Ten minutes later, the teams return to the whiteboard to post their completed worksheets. Product ideas range from entertainment to health to transportation and sport. Two target art – one team wants to build a model whereby artists will receive a share of future resales of their work, another seeks to enhance existing artwork through Augmented Reality. A few teams dive into music, fashion, creative writing. One all-female team has set out to create a superior tampon, while another strives to help women who experience pain during sex. A diverse team with medical and radiology expertise aim to label medical images. Another squad hopes to drastically reduce the cost of converting vans. Two guys have come up with an idea to help coaches win games through quizzing their athletes on plays.

Narrowing the Funnel

All too many struggle with the assignment. Most want to create something sweeping and expansive. “We tend to think whenever we’re defining opportunities, to define them as broadly as possible,” says Jeremy. But the problem is, they’re not actionable if defined too generally. “What makes for a spectacular prototype is focus. It’s no surprise, focus really matters.”

Specificity, he reveals, helps you learn quickly, whether you’re wrong – or right. And the key is to learn as fast as possible. He then launches into the example of the sports startup. “So let’s talk about specificity here. We’ve learned what kinds of teams matter. You focus on two sports [football and basketball]. It’s focused and narrow. So, it’s more believable. You can deliver that quiz. I’d push for you to think about which coaches are particularly feeing that fear or that pain, where the loss is unbearable. Maybe there’s a way to narrow that funnel a bit. Where are the coaches who are basically one dropped pass away from losing their job?”

Perry then jumps in, to critique the teams that got the most “apathy” votes on the video assignment. The first, an online service to give feedback on writing. An interesting idea, but … what kind of writing? School papers? Articles? Novels?
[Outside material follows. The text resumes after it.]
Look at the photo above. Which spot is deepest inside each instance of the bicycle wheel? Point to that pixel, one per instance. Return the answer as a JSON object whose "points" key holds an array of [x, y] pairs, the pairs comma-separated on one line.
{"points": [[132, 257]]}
His next target is a similarly opaque fashion platform designed to help young students and professionals look sharp on budget. “Students and young professionals are beyond enormously broad,” said Perry. He pauses and turns to the whole class: “You ended up with apathy because you stayed with vagueness, and vagueness is very difficult to figure out what to do as co-CEOs. They don’t even know what action to take.”

Back to the sports quizzing team. “Whereas here, I know what they need to build: quizzes that help this coach not get fired because somebody on this team doesn’t remember a play.” Perry shakes his head. “Vagueness is not your friend. It doesn’t help you at all.”

Day One of Launchpad is nearly over. The assignment due in 46 hours is to iterate with a reduced feature set. “Get to the core of what the thing is. For most of the teams, that’s going to be eliminating features, eliminating parts of the value proposition. Really hone in on the key value that you’re creating,” says Perry. The assignment also requires testing the refined product offering with six users. “We’re not building an entire platform in the next two days. We’re trying to get a singular feature you think is the crux of the interaction and prove that it works.”

Perry points to a post-it on the board describing the key feature of one team’s product idea. “This post-it is likely to change many, many, many times. Make sure you’re really passionate about this pain. We see over and over again that the entrepreneurs who are successful are in love with the problem, because the solution is going to change.”

And then the man whose first startup was a revolutionary snowshoe that launched an industry, leaves them with a metaphor: “You’re climbing a mountain, and then it’s a white-out. All you can do is take the next step. That’s where you are right now, because you’re not sure where the mountaintop is. If you take small steps,” he says, “you’ll get the most information.” And perhaps, by week ten of this intensive accelerator, they’ll find that often elusive market fit, gain traction, get funding, and yes, launch.